Lady be praised for Beltane: after Yule, the singing-est of holidays. Winter's finally over: the spring peepers are singing, the birds are singing, and so are we.

Forthwith, nine songs that it wouldn't be Beltane without. Really, we all should know them all.

 

Hal an Tow

If Beltane has an anthem, Hal an Tow is it. This English folk classic—Shakespeare even cites it—has a million different covers, but the hottest, sexiest, rocking-est of them all has got to be the Oyster Band version.

As for the title: yes, haul means “Sun” in Welsh, but there's no need to go looking that far. “Heel and toe”: it's a dance song.

So get up and dance, already.

Padstow Morning Song

Also known as Unite and Unite and The Merry Morning of May, this carol from the Cornish village of Padstow is yet another indispensable May folk classic, with some surprising depths: it's one of the few May songs to treat—inter alia—with war and death.

It's Beltane and we should all be out in the woods, making merry together. But some of our boys (and—these days—girls) are off fighting someone else's wars.

O where are those young men that now here should dance

(for Summer is a-come unto day)?

O some, they are in England, and some, they are in France,

in the merry morning of May. 

Ever since the beginning of Bush 2's ill-considered Endless War in the Middle East, here in Paganistan we've been singing:

O some are in Afghanistan, and some are in Iraq,

in the merry morning of May.

But doubt not the power of May. The Hobby Horse rises again, and our brave boys (and girls) will come back home, hale and whole.
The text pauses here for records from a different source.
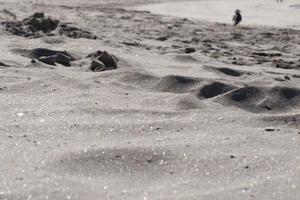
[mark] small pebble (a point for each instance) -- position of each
(270, 129)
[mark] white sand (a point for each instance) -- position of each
(254, 12)
(220, 123)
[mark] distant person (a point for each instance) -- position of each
(237, 18)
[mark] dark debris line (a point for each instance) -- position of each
(39, 25)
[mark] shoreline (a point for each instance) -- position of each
(193, 110)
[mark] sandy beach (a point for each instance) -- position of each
(103, 100)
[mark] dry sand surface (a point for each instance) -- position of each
(193, 110)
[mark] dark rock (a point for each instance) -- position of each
(50, 60)
(189, 50)
(38, 15)
(97, 66)
(270, 129)
(108, 60)
(63, 59)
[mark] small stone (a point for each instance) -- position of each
(50, 60)
(269, 129)
(189, 50)
(38, 15)
(97, 66)
(63, 59)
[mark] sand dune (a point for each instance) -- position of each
(153, 107)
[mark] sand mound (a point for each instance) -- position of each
(186, 102)
(214, 89)
(116, 162)
(104, 61)
(184, 58)
(226, 71)
(176, 84)
(292, 120)
(262, 99)
(39, 25)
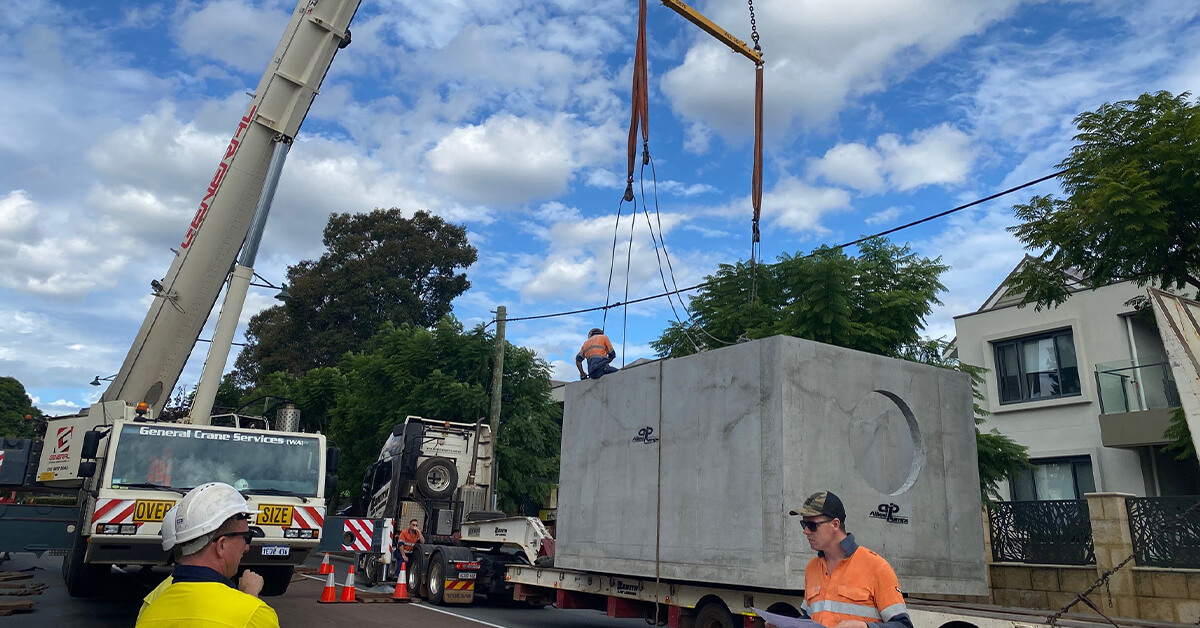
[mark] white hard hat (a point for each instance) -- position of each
(202, 512)
(168, 528)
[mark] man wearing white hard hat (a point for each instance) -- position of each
(209, 532)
And let us all say: so mote it be.

Sumer Is Icumen In

Forget the embarrassingly bad update version from Wicker Man: Sumer Is Icumen In is the oldest (circa 1350) song in English to which we have both words and tune, and limns the beauties of Spring incomparably. Really, there's no need for updates: the 700-year old Middle English still reads (and sings) refreshingly comprehensibly.

I'd never understood just what a he-goat farting had to do with Spring, until an uncle of mine who hunts explained it to me. After a winter diet of bark and dried grass, the deer gorge on fresh greens and they all get diarrhea: a sure sign of Spring.

Oh, those earthy ancestors.

Bird in the Bush

Oh, those earthy ancestors. Another from the English folk tradition: not specifically about May, but hey, nothing says Beltane like sex in the woods. The bird in the bush: get it, nudge, nudge?

Here's a health to the bird in the bush,

here's a health to the bird in the bush.

And we'll drink up the Sun, we'll drink down the Moon:

let the neighbors say little or much.

Hail, Hail the First of May

This Hobby Horse carol is a modern May song out of the American Morris community—through the talented hand of folkie Jon Boden— but its hooves are planted firmly in British folk idiom.

Hail, hail the First of May-O,

for it is the first Summer's day-O;

cast your cares and fears away,

and drink to the Old Horse on the First of May.

Cup of Wonder

Jethro Tull's 1977 Cup of Wonder is probably the first New Pagan May carol, and it stills stands up well.

Ask the Green Man where he comes from;

ask the Cup that fills with red.

Ask the old grey standing stone

that shows the Sun his way to bed.

 

For the May Day is the great day,

sung along the old straight track;

and those who ancient lines did ley

will heed the song that calls them back.

Green Man

If Beltane has a patron god, it surely must be the Green Man, and here's XTC's 1999 hymn to Him: exotic, ecstatic, a party anthem if ever there was one.

See the Green Man blow his kiss from the church wall:

the unknowing church will amplify his call.

As for that weird farty oboe at the beginning and end: that's all in keeping with Beltane's, shall we say, earthier aspects.

See above under Sumer is Icumen In.

Stairway to Heaven

You know Beltane is coming up when you start hearing Led Zeppelin's 1971 classic Rock anthem on the radio.

Guitarist Jimmy Page and vocalist Robert Plant wrote it for Arianrhod, they say:

If there's a bustle in the hedgerow, don't be alarmed, now:

it's just a sprinkling for the May Queen.

As for what the rest of it means, don't ask me; I haven't got a clue either.

Lusty Month of May

No, I don't particularly like musicals—everyone's fag-o-meter goes off at some point—but you've got to love Broadway Beltane, just for being there.

And you can't say that they don't get Beltane. Oh, they get it, all right.

It's May, it's May, the lusty month of May,

that time of year when everyone goes blissfully astray.

It's time to do a wretched thing or two,

and try to make each precious day

one you'll always rue!

 

Winter's finally over. Summer's sweet, but it doesn't last. So sing, dance, go forth and do a little of your own sprinkling for the May Queen.

And if—QED—the cowans next-door don't like it, f**k 'em!